At the citizens’ polls

Two months later, women were called to the polls for their first legislative elections on November 28 and then December 20. “The newspapers report on the fact that women are massively going to vote,” according to Françoise Thébaud. This unprecedented breakthrough resonates throughout the world.

The press echoed it as far as France. This vote is considered, for example, “as a practical test of the movement (…) in favor of the emancipation of women” in the columns of the newspaper The Public. The publication also notes that through the results of these legislative elections, it appears that “women took into account the personality rather than the public opinion of the candidates”.

Forever the pioneers

“Feminists celebrated the victory, and around the world, suffragists celebrated the victory of New Zealanders,” explains Françoise Thébaud. “These militant actions are known abroad because feminists from one country to another write to each other, because newspapers circulate, because texts circulate. This action is known to other activists around the world,” she adds. Soon, others will follow New Zealand’s example.

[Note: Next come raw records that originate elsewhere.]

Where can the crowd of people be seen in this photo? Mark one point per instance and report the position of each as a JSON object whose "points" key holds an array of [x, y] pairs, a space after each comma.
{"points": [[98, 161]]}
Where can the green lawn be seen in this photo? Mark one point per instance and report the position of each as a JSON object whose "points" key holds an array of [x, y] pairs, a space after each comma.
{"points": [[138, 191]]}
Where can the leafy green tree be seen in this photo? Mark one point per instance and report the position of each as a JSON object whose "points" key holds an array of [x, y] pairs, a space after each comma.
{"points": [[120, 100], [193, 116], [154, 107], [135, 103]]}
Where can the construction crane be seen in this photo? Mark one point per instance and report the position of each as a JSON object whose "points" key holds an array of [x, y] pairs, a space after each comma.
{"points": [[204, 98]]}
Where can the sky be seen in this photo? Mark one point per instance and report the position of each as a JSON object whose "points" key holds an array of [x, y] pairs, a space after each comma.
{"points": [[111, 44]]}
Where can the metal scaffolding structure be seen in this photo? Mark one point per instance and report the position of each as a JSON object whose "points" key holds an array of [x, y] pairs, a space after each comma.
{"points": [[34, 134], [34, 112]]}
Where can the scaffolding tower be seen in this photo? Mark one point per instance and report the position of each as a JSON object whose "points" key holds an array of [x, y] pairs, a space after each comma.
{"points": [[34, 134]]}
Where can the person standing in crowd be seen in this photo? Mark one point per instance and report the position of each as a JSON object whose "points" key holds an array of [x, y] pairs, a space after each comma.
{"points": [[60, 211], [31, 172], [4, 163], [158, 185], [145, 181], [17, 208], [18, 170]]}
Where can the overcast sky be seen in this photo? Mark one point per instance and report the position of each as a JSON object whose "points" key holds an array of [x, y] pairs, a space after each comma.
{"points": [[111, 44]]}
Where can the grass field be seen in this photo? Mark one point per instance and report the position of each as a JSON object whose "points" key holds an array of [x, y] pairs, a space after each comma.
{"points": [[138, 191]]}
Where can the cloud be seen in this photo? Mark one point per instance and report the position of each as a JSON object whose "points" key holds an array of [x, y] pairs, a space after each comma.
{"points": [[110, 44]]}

4,000 km away, Australia followed in the footsteps of its neighbor in Oceania in 1902. Australian women obtained, at the same time as the right to vote and to stand for election, another revolution. However, only white women are affected. As far as Europe is concerned, it was in Finland that the first women could vote and be elected, in 1906. Two world wars later and more than fifty years after New Zealanders, French women could finally go to the ballot boxes in the same way as men in 1944. The first stone in a long fight towards equality which continues today.